There's a bigger drawback, however, specialists said.

"You need to understand that the dazzling scholar Mark Lemley and a coauthor argue that AI regards to usage are most likely unenforceable," Chander said. He was describing a January 10 paper, "The Mirage of Artificial Intelligence Terms of Use Restrictions," by Stanford Law's Mark A. Lemley and Peter Henderson of Princeton University's Center for Information Technology Policy.

To date, "no model creator has really tried to impose these terms with financial charges or injunctive relief," the paper states.

"This is likely for excellent factor: we think that the legal enforceability of these licenses is doubtful," it adds. That remains in part because model outputs "are largely not copyrightable" and since laws like the Digital Millennium Copyright Act and the Computer Fraud and Abuse Act "offer limited option," it says.

"I think they are most likely unenforceable," Lemley told BI of OpenAI's regards to service, "due to the fact that DeepSeek didn't take anything copyrighted by OpenAI and due to the fact that courts typically will not enforce agreements not to contend in the absence of an IP right that would prevent that competitors."

Lawsuits between celebrations in various nations, each with its own legal and enforcement systems, are constantly difficult, Kortz said.

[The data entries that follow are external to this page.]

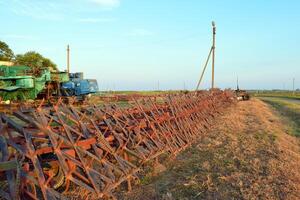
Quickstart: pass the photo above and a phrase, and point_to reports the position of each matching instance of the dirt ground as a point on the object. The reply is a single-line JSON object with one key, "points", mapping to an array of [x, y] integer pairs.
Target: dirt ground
{"points": [[248, 154]]}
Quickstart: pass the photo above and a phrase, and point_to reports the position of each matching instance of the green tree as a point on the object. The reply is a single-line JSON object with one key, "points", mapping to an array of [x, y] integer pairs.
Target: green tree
{"points": [[6, 54], [34, 60]]}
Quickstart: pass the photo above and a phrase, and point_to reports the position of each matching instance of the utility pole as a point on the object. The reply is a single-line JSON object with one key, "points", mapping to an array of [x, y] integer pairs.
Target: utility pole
{"points": [[213, 56], [68, 59], [293, 86], [211, 52]]}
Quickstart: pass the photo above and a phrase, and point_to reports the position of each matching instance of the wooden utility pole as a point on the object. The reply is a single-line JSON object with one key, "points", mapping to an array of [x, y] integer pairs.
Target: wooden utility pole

Even if OpenAI cleared all the above difficulties and won a judgment from a United States court or arbitrator, "in order to get DeepSeek to turn over money or stop doing what it's doing, the enforcement would boil down to the Chinese legal system," he stated.

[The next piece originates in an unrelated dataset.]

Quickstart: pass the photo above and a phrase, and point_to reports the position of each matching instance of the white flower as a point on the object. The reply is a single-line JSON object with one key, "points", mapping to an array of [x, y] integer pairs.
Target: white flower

Here, OpenAI would be at the grace of another incredibly complex location of law - the enforcement of foreign judgments and the balancing of private and corporate rights and nationwide sovereignty - that stretches back to before the starting of the US.

"So this is, a long, complicated, laden procedure," Kortz included.

Could OpenAI have protected itself much better from a distilling attack?

"They could have used technical procedures to obstruct repetitive access to their site," Lemley said. "But doing so would likewise hinder regular clients."

He added: "I don't think they could, or should, have a legitimate legal claim against the searching of uncopyrightable info from a public site."

Representatives for DeepSeek did not instantly react to an ask for remark.

"We understand that groups in the PRC are actively working to use techniques, including what's referred to as distillation, to attempt to reproduce advanced U.S. AI designs," Rhianna Donaldson, an OpenAI representative, informed BI in an emailed declaration.